Но среди всех этих людей, так по-разному думавших о судьбе своей и всего народа, было два человека, тоже очень разных по характеру и по возрасту, но удивительно схожих тем, что оба они находились в состоянии небывалого морального подъема и энергической деятельности. Одним из этих людей был Валько, а другим — Олег.

Валько был человек немногословный, и никто никогда не знал, что совершается в душе его под цыганской внешностью. Казалось, все в его судьбе изменилось к худшему. А между тем никогда еще его не видели таким подвижным и веселым. Всю дорогу он шел пешком, обо всех заботился, охотно заговаривал с ребятами, то с одним, то с другим, будто испытывая их, и все чаще шутил.

А Олегу тоже не сиделось в бричке. Он вслух выражал нетерпение, когда же, наконец, увидит мать, бабушку. Он с наслаждением потирал кончики пальцев, слушая Жору Арутюнянца, а то вдруг начинал подсмеиваться над Ваней и Клавой или с робким заиканием утешал Улю, или нянчил трехлетнего братишку, или объяснялся в любви тетушке Марине, или пускался в длинные политические разговоры с дедом. А иногда он шагал рядом с бричкой, молчаливый, с резко обозначившимися на лбу продольными морщинами, с упрямой, еще детской складкой полных губ, как бы чуть тронутых отзвуком улыбки, с глазами, устремленными вдаль с задумчивым, сурово-нежным выражением.
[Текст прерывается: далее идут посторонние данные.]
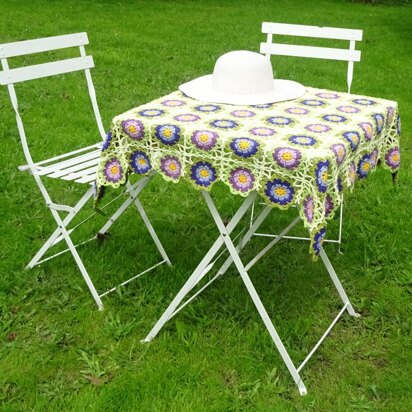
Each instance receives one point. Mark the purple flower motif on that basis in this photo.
(171, 167)
(186, 117)
(279, 120)
(308, 208)
(379, 121)
(106, 143)
(204, 139)
(133, 128)
(303, 140)
(334, 118)
(340, 152)
(364, 166)
(318, 240)
(368, 130)
(364, 102)
(328, 95)
(352, 173)
(286, 157)
(317, 128)
(297, 110)
(173, 103)
(313, 103)
(203, 174)
(279, 191)
(168, 133)
(241, 179)
(224, 124)
(328, 205)
(140, 162)
(243, 113)
(348, 109)
(353, 138)
(262, 131)
(113, 171)
(393, 157)
(244, 147)
(322, 174)
(151, 112)
(207, 108)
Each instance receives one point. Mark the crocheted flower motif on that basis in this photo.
(303, 140)
(140, 162)
(308, 208)
(204, 139)
(367, 129)
(203, 174)
(168, 133)
(364, 102)
(352, 173)
(364, 166)
(171, 167)
(173, 103)
(244, 147)
(279, 121)
(313, 102)
(318, 240)
(340, 152)
(113, 171)
(262, 131)
(328, 95)
(224, 124)
(379, 121)
(317, 128)
(241, 179)
(151, 113)
(286, 157)
(334, 118)
(107, 141)
(279, 191)
(207, 108)
(321, 173)
(328, 205)
(133, 128)
(186, 117)
(353, 138)
(297, 110)
(243, 113)
(393, 157)
(348, 109)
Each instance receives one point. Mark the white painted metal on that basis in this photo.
(311, 31)
(327, 53)
(79, 165)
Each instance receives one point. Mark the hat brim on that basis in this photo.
(202, 89)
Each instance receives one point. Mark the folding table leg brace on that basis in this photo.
(62, 233)
(205, 266)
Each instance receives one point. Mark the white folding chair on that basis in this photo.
(349, 55)
(77, 166)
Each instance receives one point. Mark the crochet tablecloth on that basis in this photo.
(302, 152)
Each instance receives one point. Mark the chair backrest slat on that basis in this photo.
(310, 51)
(45, 70)
(311, 31)
(21, 48)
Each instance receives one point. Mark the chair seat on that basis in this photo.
(79, 166)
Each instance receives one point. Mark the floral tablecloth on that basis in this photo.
(303, 152)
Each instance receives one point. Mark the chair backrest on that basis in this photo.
(350, 54)
(9, 77)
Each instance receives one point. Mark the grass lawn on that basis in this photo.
(58, 352)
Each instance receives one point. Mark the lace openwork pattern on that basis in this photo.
(304, 152)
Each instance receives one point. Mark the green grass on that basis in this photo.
(57, 352)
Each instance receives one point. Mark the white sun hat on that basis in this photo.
(242, 78)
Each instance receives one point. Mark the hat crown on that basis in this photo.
(243, 72)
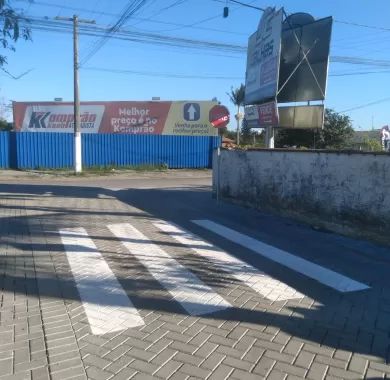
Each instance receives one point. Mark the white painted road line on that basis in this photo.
(323, 275)
(260, 282)
(194, 296)
(106, 304)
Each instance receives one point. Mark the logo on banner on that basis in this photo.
(38, 120)
(191, 112)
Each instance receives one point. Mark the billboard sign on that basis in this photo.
(262, 115)
(263, 58)
(304, 79)
(148, 118)
(302, 117)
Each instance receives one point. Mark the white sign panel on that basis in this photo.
(263, 57)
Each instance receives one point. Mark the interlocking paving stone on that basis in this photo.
(44, 330)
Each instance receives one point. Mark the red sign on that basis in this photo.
(219, 116)
(195, 118)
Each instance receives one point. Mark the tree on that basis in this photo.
(337, 130)
(11, 30)
(336, 134)
(237, 97)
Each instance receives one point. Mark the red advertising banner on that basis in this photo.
(192, 118)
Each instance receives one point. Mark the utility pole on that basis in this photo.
(76, 99)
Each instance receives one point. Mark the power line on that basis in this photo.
(366, 105)
(163, 75)
(129, 10)
(158, 39)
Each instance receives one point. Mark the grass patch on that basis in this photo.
(101, 169)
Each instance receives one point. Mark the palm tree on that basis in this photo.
(237, 97)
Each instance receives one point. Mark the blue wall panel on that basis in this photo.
(4, 150)
(41, 150)
(25, 150)
(124, 150)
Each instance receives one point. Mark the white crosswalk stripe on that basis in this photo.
(187, 289)
(323, 275)
(261, 283)
(106, 304)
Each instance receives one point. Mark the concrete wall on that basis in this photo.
(329, 188)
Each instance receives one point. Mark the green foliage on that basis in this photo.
(10, 29)
(337, 130)
(336, 134)
(372, 145)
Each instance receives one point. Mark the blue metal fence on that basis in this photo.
(4, 150)
(55, 150)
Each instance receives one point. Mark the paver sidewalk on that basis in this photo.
(45, 332)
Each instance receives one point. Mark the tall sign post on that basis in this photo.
(262, 72)
(287, 62)
(77, 129)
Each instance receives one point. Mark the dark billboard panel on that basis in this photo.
(301, 117)
(302, 85)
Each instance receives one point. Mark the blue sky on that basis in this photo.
(49, 55)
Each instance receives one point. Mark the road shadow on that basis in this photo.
(357, 322)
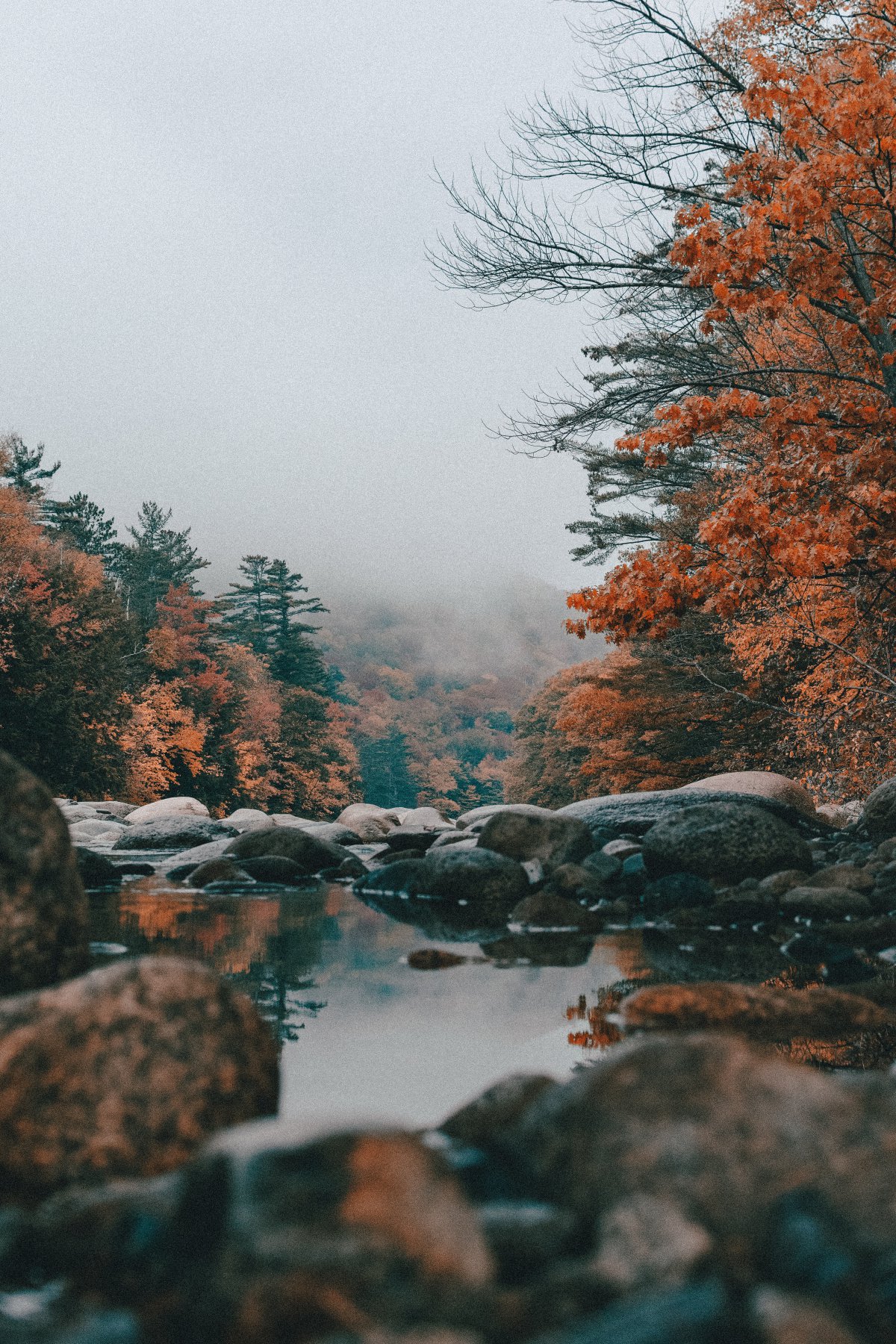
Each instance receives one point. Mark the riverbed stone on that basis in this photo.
(553, 840)
(171, 833)
(43, 910)
(718, 1125)
(724, 841)
(309, 853)
(125, 1071)
(763, 784)
(178, 806)
(96, 870)
(879, 813)
(759, 1012)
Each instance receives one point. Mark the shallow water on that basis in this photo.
(364, 1035)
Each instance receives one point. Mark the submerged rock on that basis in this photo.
(125, 1071)
(554, 840)
(724, 841)
(43, 912)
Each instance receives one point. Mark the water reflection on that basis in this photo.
(363, 1034)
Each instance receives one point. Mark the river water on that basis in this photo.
(363, 1035)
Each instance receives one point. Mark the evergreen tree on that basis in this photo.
(81, 523)
(23, 467)
(153, 561)
(267, 612)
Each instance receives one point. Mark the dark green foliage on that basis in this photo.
(25, 470)
(386, 777)
(156, 558)
(267, 613)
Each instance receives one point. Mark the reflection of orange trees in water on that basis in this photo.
(231, 937)
(600, 1031)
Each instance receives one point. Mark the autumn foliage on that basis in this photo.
(794, 255)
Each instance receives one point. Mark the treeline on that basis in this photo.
(746, 281)
(119, 678)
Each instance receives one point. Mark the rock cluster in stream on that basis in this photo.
(697, 1183)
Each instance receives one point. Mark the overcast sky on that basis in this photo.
(214, 285)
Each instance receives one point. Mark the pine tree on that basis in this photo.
(153, 561)
(82, 524)
(267, 612)
(23, 467)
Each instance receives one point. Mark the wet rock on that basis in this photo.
(433, 959)
(758, 1011)
(647, 1242)
(181, 865)
(169, 833)
(99, 831)
(413, 838)
(488, 1116)
(43, 912)
(125, 1071)
(825, 902)
(762, 784)
(788, 1319)
(305, 850)
(711, 1122)
(96, 870)
(841, 815)
(554, 840)
(777, 883)
(247, 819)
(724, 841)
(179, 806)
(676, 892)
(217, 870)
(476, 818)
(524, 1236)
(615, 815)
(844, 875)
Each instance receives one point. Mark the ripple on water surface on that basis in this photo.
(363, 1034)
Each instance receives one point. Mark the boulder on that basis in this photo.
(716, 1127)
(96, 870)
(96, 831)
(763, 784)
(756, 1011)
(171, 833)
(245, 819)
(615, 815)
(294, 843)
(825, 902)
(476, 818)
(273, 867)
(180, 806)
(879, 813)
(841, 815)
(724, 841)
(553, 840)
(43, 912)
(188, 859)
(217, 870)
(125, 1071)
(368, 821)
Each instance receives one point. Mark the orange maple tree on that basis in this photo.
(794, 255)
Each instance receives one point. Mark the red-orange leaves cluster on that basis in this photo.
(797, 261)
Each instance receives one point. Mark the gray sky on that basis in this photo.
(214, 287)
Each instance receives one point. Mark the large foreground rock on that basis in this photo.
(125, 1071)
(633, 813)
(724, 841)
(43, 910)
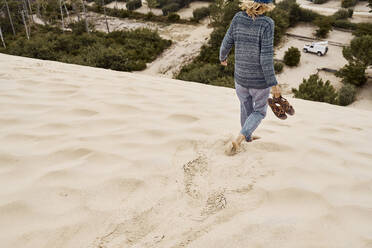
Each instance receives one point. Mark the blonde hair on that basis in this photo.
(254, 9)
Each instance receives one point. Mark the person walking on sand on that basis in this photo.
(252, 34)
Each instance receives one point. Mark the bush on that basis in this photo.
(346, 95)
(319, 1)
(292, 56)
(324, 24)
(172, 7)
(118, 50)
(359, 50)
(200, 13)
(133, 4)
(353, 73)
(226, 81)
(278, 67)
(173, 17)
(202, 73)
(315, 89)
(348, 3)
(341, 14)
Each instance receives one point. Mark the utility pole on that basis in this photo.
(104, 11)
(68, 14)
(60, 8)
(29, 6)
(24, 22)
(2, 38)
(85, 16)
(10, 17)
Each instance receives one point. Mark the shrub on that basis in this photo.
(118, 50)
(172, 7)
(324, 24)
(133, 4)
(202, 73)
(359, 50)
(315, 89)
(173, 17)
(226, 81)
(353, 73)
(200, 13)
(348, 3)
(341, 14)
(346, 95)
(319, 1)
(278, 67)
(292, 56)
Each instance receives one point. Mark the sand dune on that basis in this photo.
(99, 158)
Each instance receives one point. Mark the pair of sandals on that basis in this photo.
(280, 107)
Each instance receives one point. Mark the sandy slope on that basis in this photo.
(98, 158)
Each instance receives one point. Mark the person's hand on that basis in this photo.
(276, 91)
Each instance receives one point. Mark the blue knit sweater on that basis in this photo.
(254, 50)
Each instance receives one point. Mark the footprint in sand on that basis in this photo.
(194, 171)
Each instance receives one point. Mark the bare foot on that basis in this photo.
(232, 148)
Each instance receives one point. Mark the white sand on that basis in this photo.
(98, 158)
(186, 13)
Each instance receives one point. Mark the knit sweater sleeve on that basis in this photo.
(267, 55)
(227, 42)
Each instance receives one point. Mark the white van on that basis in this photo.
(320, 48)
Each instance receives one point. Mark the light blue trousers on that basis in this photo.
(253, 107)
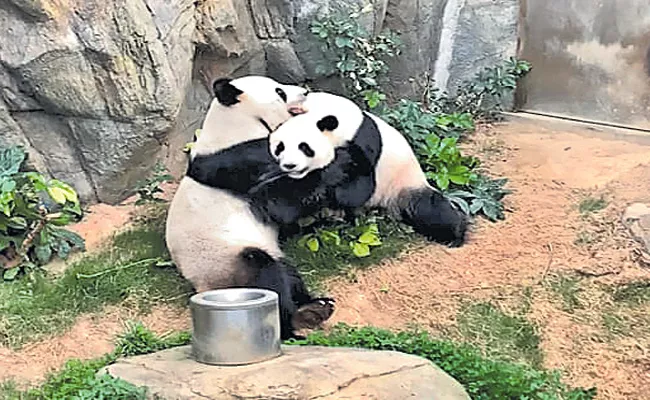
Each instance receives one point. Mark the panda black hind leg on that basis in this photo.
(296, 305)
(433, 215)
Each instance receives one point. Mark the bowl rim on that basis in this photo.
(268, 297)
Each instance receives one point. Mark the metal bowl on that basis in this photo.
(235, 326)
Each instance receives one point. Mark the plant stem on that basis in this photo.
(107, 271)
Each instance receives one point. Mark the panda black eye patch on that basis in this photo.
(328, 123)
(304, 147)
(279, 149)
(282, 94)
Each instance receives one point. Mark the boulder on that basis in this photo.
(94, 86)
(419, 24)
(300, 373)
(486, 35)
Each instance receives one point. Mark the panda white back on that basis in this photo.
(397, 169)
(396, 182)
(245, 109)
(207, 227)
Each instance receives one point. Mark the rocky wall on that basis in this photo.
(98, 91)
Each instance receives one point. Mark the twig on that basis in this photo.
(29, 239)
(550, 262)
(108, 271)
(466, 289)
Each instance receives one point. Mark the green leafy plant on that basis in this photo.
(138, 339)
(80, 379)
(360, 237)
(482, 96)
(433, 125)
(483, 378)
(357, 57)
(147, 189)
(33, 210)
(485, 196)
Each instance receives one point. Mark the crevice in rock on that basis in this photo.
(362, 377)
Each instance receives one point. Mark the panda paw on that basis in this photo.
(311, 315)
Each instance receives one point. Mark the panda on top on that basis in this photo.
(391, 177)
(213, 235)
(361, 161)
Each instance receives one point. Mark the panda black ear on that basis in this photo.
(328, 123)
(225, 92)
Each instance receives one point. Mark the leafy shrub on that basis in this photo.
(359, 237)
(432, 126)
(147, 189)
(482, 378)
(31, 231)
(329, 245)
(140, 340)
(483, 96)
(485, 197)
(356, 57)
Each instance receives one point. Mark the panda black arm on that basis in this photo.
(358, 160)
(351, 178)
(237, 168)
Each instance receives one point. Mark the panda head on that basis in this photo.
(304, 144)
(260, 97)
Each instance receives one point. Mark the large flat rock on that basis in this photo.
(300, 373)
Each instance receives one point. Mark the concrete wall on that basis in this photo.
(591, 59)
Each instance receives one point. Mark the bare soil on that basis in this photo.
(551, 171)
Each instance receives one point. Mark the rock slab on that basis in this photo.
(301, 373)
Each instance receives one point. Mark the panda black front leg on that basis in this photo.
(298, 309)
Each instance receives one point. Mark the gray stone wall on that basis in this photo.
(97, 91)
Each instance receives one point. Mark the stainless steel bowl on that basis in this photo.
(235, 326)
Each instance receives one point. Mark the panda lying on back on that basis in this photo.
(213, 235)
(322, 176)
(380, 170)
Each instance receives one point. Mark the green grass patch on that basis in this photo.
(616, 324)
(633, 293)
(36, 306)
(79, 380)
(500, 335)
(337, 258)
(568, 289)
(483, 378)
(590, 205)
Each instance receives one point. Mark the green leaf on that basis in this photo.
(10, 161)
(313, 245)
(360, 250)
(370, 238)
(442, 180)
(69, 236)
(330, 237)
(10, 274)
(164, 264)
(8, 185)
(57, 194)
(476, 206)
(43, 253)
(341, 42)
(63, 249)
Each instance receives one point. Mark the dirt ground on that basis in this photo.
(551, 171)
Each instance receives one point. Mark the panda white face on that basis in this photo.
(264, 98)
(304, 144)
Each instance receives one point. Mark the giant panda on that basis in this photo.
(213, 236)
(395, 181)
(325, 176)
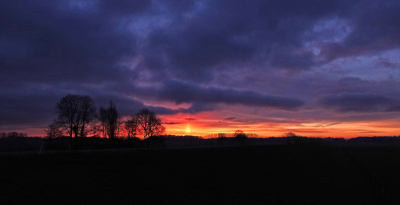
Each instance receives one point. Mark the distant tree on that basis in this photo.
(221, 138)
(240, 136)
(148, 123)
(131, 126)
(54, 130)
(75, 112)
(86, 114)
(110, 120)
(16, 135)
(290, 134)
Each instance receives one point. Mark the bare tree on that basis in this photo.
(54, 130)
(131, 126)
(67, 113)
(240, 136)
(86, 114)
(110, 120)
(75, 112)
(148, 123)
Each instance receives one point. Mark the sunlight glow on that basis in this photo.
(187, 128)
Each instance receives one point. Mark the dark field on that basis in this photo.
(226, 175)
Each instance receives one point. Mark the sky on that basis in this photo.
(315, 68)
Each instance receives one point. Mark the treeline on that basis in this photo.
(78, 118)
(13, 141)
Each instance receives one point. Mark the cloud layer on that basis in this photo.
(284, 57)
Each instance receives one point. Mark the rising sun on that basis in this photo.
(187, 128)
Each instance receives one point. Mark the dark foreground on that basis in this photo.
(231, 175)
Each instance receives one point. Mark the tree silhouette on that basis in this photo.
(75, 112)
(131, 126)
(53, 130)
(67, 111)
(240, 136)
(110, 120)
(148, 123)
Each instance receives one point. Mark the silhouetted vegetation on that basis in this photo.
(110, 121)
(75, 113)
(277, 174)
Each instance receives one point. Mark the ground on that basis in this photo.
(284, 174)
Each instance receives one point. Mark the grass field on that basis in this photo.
(226, 175)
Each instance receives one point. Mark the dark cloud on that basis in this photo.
(270, 54)
(172, 123)
(190, 119)
(229, 118)
(360, 102)
(187, 93)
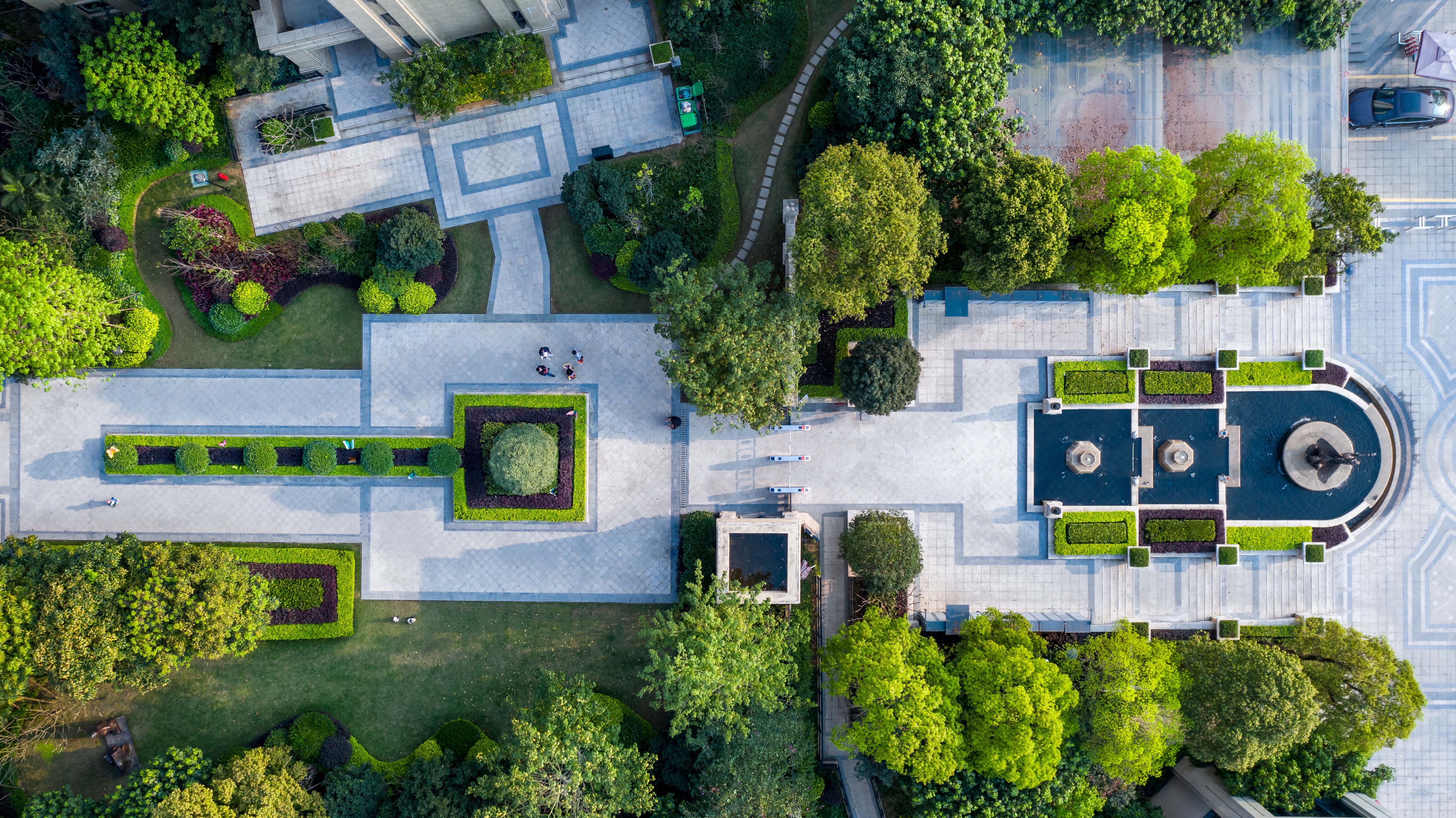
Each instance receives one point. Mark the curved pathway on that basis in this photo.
(784, 129)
Они были уже не более чем в одном переходе от Краснодона, когда вдруг наскочили на какую-то отбившуюся команду немецких солдат. Немецкие солдаты деловито — даже не очень грубо, а именно деловито — обшарили обе подводы, взяли из чемоданов Марины и Ули все шелковые вещи, сняли с отца Виктора и Валько сапоги и взяли у Валько старинные золотые часы, которые, несмотря на купание, что он перенес, великолепно шли.

Душевное напряжение, какое они испытывали в этом первом непосредственном столкновении с немцами, от которых все ждали худшего, перешло в смущение друг перед другом, а потом в неестественное оживление — все наперебой изображали немцев, как они обшаривали подводы, поддразнивали Марину, очень сокрушавшуюся по шелковым чулкам, и даже не пощадили Валько и отца Виктора, больше других чувствовавших себя смущенно в бриджах и в тапочках. И только Олег не разделял этого ложного веселья, в лице у него долго стояло резкое, злое выражение.

Они подошли к Краснодону ночью и по совету Валько, полагавшего, что ночное движение в городе воспрещено, не пошли в город, а остановились на ночлег в балке. Ночь была месячной. Все были взволнованы и долго не могли уснуть.

Валько пошел разведать, куда тянется балка. И вдруг услышал за собой шаги. Он обернулся, остановился и при свете месяца, блестевшего по росе, узнал Олега.

— Товарищ Валько, мне очень нужно с вами поговорить. Очень нужно, — сказал Олег тихим голосом, чуть заикаясь.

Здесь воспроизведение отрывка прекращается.